Mundo

UA cria “task force” para mobilizar apoios externos

Santos Vilola*

O presidente da União Africana, Cyril Ramaphosa, anunciou a criação de uma equipa de trabalho cuja missão é mobilizar apoio internacional aos esforços do continente para enfrentar os desafios económicos que os Estados-membros vão enfrentar em consequência da pandemia da Covid-19.

Fotografia: DR

A equipa continental deve ser integrada pelo ex-ministro sul-africano das Finanças, Trevor Manuel, o ex-gestor do Banco Crédit Suisse Tidjane Thiam, o antigo ministro das Finanças da Nigéria Ngozi Okonjo-Iweala e Donald Kaberuka, que já foi presidente do Banco Africano de Desenvolvimento e ministro das Finanças do Rwanda.
A equipa deve deslocar-se nos próximos dias à sede da União Africana, em Addis Abeba (Etiópia), com a missão de solicitar “apoio rápido e concreto”, prometido pelo G20 (as 20 maiores economias do mundo), União Europeia e instituições financeiras internacionais, segundo o Chefe de Estado sul-africano, em comunicado, citado pela imprensa daquele país.
“À luz do devastador impacto socioeconómico e político da pandemia nos países africanos, essas instituições precisam de apoiar as economias africanas que estão a enfrentar sérios desafios económicos, com um pacote abran- gente de estímulos para África, incluindo dívidas diferidas e pagamentos de juros”, considera o líder da organização continental.
Cyril Ramaphosa disse que “o impacto da pandemia do novo coronavírus é à escala global e isso exige acções internacionais coordenadas para capacitar todos os países a responderem de maneira eficaz, mas principalmente os países em desenvolvimento, que continuam a suportar um fardo histórico de pobreza, desigualdade e subdesenvolvimento.”

Subida vertiginosa
de casos de Covid-19
A África do Sul passou, num só dia (domingo), de 145 a 2.173 casos confirmados de infecção pelo novo coronavírus, anunciou o ministro da Saúde.
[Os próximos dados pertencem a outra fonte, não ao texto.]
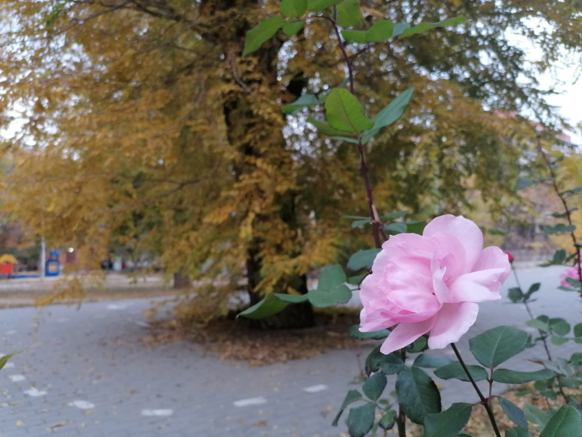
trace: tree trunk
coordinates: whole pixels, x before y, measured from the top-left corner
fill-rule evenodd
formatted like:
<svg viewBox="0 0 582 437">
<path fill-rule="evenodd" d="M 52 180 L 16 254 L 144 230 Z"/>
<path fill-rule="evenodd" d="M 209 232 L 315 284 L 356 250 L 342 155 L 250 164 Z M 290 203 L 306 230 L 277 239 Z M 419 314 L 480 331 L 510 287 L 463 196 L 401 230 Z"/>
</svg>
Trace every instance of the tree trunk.
<svg viewBox="0 0 582 437">
<path fill-rule="evenodd" d="M 204 36 L 208 40 L 213 41 L 215 45 L 218 44 L 225 47 L 225 62 L 229 63 L 228 68 L 225 70 L 232 71 L 233 77 L 231 80 L 237 87 L 225 93 L 223 108 L 229 142 L 231 144 L 237 145 L 238 150 L 242 155 L 251 158 L 244 160 L 242 163 L 234 166 L 233 170 L 238 180 L 241 180 L 244 175 L 252 173 L 254 170 L 248 162 L 252 162 L 253 158 L 264 158 L 262 153 L 264 151 L 262 151 L 260 147 L 257 147 L 256 145 L 253 145 L 252 142 L 246 139 L 247 132 L 252 132 L 254 127 L 259 124 L 268 124 L 267 120 L 257 116 L 253 110 L 253 93 L 255 92 L 253 90 L 260 89 L 264 86 L 275 90 L 273 96 L 273 101 L 277 99 L 276 93 L 280 90 L 280 84 L 277 79 L 277 60 L 284 41 L 277 38 L 266 42 L 260 50 L 251 55 L 256 62 L 253 74 L 245 75 L 241 73 L 239 77 L 237 73 L 237 71 L 242 72 L 244 68 L 241 68 L 239 70 L 239 68 L 249 62 L 246 59 L 240 64 L 239 57 L 242 52 L 246 32 L 254 25 L 247 21 L 247 17 L 252 16 L 240 14 L 238 11 L 242 9 L 257 9 L 259 3 L 258 0 L 238 0 L 238 1 L 236 0 L 203 0 L 201 3 L 202 15 L 207 17 L 212 17 L 218 12 L 229 10 L 235 12 L 233 16 L 236 18 L 229 23 L 228 32 L 219 34 L 209 32 Z M 234 56 L 234 58 L 229 59 L 230 56 Z M 299 82 L 292 81 L 293 90 L 290 90 L 297 97 L 301 95 L 303 88 L 303 84 L 299 84 Z M 300 86 L 297 86 L 298 84 Z M 237 88 L 240 89 L 237 90 Z M 281 114 L 283 117 L 281 120 L 284 120 L 283 114 L 282 112 Z M 277 127 L 273 127 L 273 136 L 269 138 L 269 142 L 272 143 L 275 147 L 280 147 L 281 150 L 284 150 L 286 140 L 282 131 Z M 280 162 L 279 164 L 284 165 Z M 283 221 L 292 232 L 297 232 L 299 229 L 295 201 L 295 196 L 290 192 L 283 193 L 275 201 L 277 207 L 275 209 L 279 212 L 277 218 Z M 255 224 L 260 223 L 261 221 L 268 223 L 272 219 L 273 217 L 268 214 L 265 216 L 257 214 L 254 219 L 254 223 Z M 257 287 L 262 279 L 262 266 L 264 260 L 261 259 L 260 253 L 264 241 L 260 236 L 253 235 L 246 251 L 247 291 L 251 304 L 260 301 L 264 297 L 257 292 Z M 301 253 L 301 250 L 298 253 L 292 255 L 299 255 Z M 275 291 L 287 292 L 289 287 L 292 287 L 300 292 L 307 293 L 306 276 L 296 275 L 294 277 L 286 277 L 284 280 L 276 284 Z M 314 324 L 313 310 L 309 303 L 290 305 L 279 314 L 265 320 L 257 321 L 257 324 L 262 328 L 309 327 Z"/>
<path fill-rule="evenodd" d="M 192 282 L 190 280 L 190 277 L 184 275 L 181 269 L 174 273 L 174 288 L 182 290 L 190 288 L 191 286 Z"/>
</svg>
O número de mortes continua 24 e foram feitos 80.085 testes.
No país onde há cidadãos angolanos a aguardarem pelo apoio do Estado para regressar, a cidade de Joanesburgo (província de Gauteng) é a que regista mais casos de infecção pela Covid-19. São 400 casos na capital económica do país, ao passo que noutra cidade da mesma província, Pretória, estão registados 90 casos confirmados de infecção pela pandemia.
O ministro de Estado e chefe da Casa de Segurança do Presidente da República, Pedro Sebastião, admitiu a possibilidade do Estado resgatar os cidadãos angolanos retidos naquele país.
A África do Sul lidera as estatísticas de infecção da Covid-19 na Comunidade de De- senvolvimento da África Austral (SADC) e, a nível do continente, é o terceiro país mais afectado pela pandemia, depois da Argélia (segundo) e Egipto (primeiro).
A “Nação Arco-íris” tem 2.173 casos confirmados, 25 mortes associadas à Covid-19, recuperados estão 410. O tipo de transmissão é comunitária e não importada. Há 3,6 casos num raio de 100 quilómetros e 0,4 mortes na mesma distância. O país tem uma população de 59,3 milhões de habitantes.
Dados estatísticos do Centro para a Prevenção e Controlo de Doenças da União Africana indicam que até ontem, 13 de Abril, os 52 países do continente afectados pela pandemia tinham o registo de 14.524 casos confirmados, 788 mortes e 2.570 recuperados. Com 2.065 infectados, o Egipto lidera a lista dos países africanos com mais casos e a Argélia com mais mortes (293).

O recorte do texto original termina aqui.